Unnamed: 0,and,at,bike,biker,crossing,is,lane,may,of,on,right,road,the
0,0.125,0.1875,0.125,0.125,0.125,0.125,0.125,0.125,0.125,0.1875,0.125,0.125,0.8125


In [129]:
# Save the DataFrame to a CSV file 

tfidf_selected.to_csv('Features_final.csv') 

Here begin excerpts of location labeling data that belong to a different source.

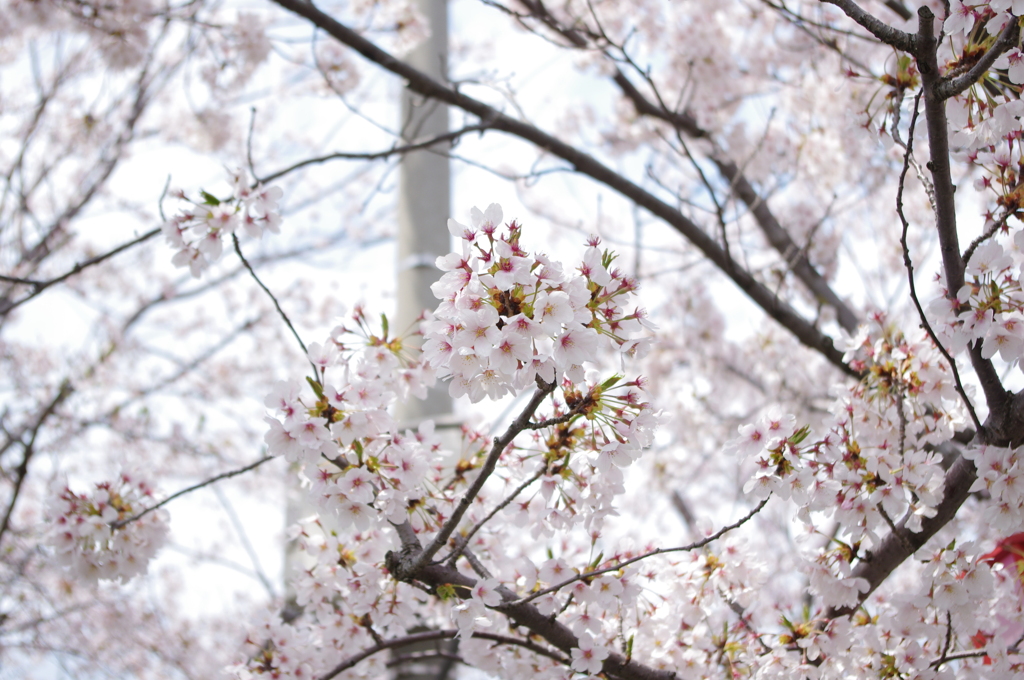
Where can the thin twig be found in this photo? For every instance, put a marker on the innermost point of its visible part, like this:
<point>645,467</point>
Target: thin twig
<point>500,443</point>
<point>659,551</point>
<point>374,156</point>
<point>989,232</point>
<point>40,286</point>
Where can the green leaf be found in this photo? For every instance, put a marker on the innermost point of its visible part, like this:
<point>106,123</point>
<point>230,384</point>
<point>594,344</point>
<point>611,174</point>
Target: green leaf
<point>610,382</point>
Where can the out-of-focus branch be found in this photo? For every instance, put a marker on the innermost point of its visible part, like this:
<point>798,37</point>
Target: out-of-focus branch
<point>375,156</point>
<point>206,482</point>
<point>770,226</point>
<point>945,211</point>
<point>419,82</point>
<point>1009,38</point>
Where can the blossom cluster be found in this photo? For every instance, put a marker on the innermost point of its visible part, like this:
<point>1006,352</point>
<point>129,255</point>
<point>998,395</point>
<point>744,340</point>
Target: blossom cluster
<point>96,535</point>
<point>507,322</point>
<point>198,231</point>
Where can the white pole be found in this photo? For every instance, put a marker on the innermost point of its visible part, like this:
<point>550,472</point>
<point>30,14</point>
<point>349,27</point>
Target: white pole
<point>424,199</point>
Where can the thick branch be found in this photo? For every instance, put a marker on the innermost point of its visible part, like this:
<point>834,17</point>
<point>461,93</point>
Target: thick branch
<point>587,165</point>
<point>539,624</point>
<point>497,449</point>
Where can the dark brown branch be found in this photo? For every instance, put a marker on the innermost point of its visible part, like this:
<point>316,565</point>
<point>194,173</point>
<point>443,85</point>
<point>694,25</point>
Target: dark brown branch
<point>659,551</point>
<point>899,8</point>
<point>29,451</point>
<point>773,230</point>
<point>587,165</point>
<point>945,208</point>
<point>276,305</point>
<point>6,306</point>
<point>908,264</point>
<point>887,34</point>
<point>902,543</point>
<point>206,482</point>
<point>376,156</point>
<point>1009,38</point>
<point>497,449</point>
<point>464,541</point>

### Next Model building (Do-it-Yourself)
   ### *Each selected feature becomes a predictor variable.*


## Conclusion

This code demonstrates a **complete text data analytics preprocessing pipeline**
for **safety-related text data**, which can be directly extended to modelling such as:
- Topic modeling (LDA / NMF)
- Accident severity classification
- Safety risk analysis
- NLP-based safety analytics
- Document cluster based on the selected features


# Problem statement and to do

1. For the given safety text data in the Excel spreadsheet shared on **Moodle**, apply all the above-discussed text data preprocessing steps.
2. Develop a **tf-idf** vector matrix.
3. Select important features and decide on your **own decision rule**.